Unsereins freut sich, wenn er zum Geburtstag einen "Minus 10 Prozent"-Gutschein vom Supermarkt des Vertrauens im Postkasterl vorfindet. Oder zum "Mitarbeiter:in des Monats" gewählt wird und deshalb ein Kantinen-Mittagessen gratis bekommt. Home-Videos betiteln wir mit "Urlaub mit der Familie am schönsten Strand der Welt" oder, wenn wir besonders crazy drauf sind, mit "Geburtstagsparty mit Weed-Fun". Und wenn wir uns in der Umkleidekabine des Gyms nicht vor Scham verstecken müssen, dann fühlen wir uns sowieso wie der King oder die Queen der Welt.
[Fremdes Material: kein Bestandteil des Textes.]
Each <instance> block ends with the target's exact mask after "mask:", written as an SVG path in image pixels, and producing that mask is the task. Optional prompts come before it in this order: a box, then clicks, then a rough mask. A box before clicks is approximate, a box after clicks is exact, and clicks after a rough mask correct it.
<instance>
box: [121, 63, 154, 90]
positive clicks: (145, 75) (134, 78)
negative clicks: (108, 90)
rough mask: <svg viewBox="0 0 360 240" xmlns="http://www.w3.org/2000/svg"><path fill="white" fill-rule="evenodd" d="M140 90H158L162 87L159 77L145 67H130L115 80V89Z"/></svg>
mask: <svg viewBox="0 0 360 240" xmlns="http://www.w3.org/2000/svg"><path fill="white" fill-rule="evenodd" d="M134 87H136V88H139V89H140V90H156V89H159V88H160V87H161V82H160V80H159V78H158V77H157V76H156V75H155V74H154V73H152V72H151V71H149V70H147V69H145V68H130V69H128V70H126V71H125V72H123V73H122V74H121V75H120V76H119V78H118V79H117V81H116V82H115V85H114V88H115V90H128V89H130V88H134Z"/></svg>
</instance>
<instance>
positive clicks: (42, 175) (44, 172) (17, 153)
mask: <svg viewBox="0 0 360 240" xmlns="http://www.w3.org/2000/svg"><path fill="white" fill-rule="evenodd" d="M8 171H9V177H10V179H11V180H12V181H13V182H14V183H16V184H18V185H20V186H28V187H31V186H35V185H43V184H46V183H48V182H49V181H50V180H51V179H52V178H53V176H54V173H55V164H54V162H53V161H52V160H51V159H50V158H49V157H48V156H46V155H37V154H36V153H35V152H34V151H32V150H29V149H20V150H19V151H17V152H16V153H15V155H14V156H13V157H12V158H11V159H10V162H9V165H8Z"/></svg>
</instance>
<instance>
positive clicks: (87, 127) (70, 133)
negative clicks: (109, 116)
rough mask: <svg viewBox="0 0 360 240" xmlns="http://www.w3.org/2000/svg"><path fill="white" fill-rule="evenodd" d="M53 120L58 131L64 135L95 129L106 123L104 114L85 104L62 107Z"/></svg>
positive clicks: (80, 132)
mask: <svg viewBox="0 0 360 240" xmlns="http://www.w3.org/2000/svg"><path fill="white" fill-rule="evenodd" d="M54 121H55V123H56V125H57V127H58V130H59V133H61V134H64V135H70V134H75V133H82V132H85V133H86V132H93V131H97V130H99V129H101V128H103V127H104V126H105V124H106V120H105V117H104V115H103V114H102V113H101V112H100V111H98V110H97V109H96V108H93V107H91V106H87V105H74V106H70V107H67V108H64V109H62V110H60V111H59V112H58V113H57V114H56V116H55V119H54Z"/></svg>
Bei Rocco Siffredi schaut die Welt ein bisschen anders aus. Zuhause im Regal stehen Awards für "Best Anal Sex Scene" oder "Best Group Sex Scene". Seine Videos drehen sich nicht um Familienidylle, sondern um "Buttman’s European Vacation", "Furious Fuckers – Final Race" oder auch "Rocco’s True Anal Stories". Mit rund 5.000 Kolleginnen ist er nicht nur Kaffee trinken gegangen, sondern hatte (knallharten, gar gewaltvollen) Sex vor der Kamera. Und wenn ER sich in der Umkleidekabine zeigt, sind ihm sämtliche Blicke sicher – weil er 24 Zentimeter sein Eigen nennt.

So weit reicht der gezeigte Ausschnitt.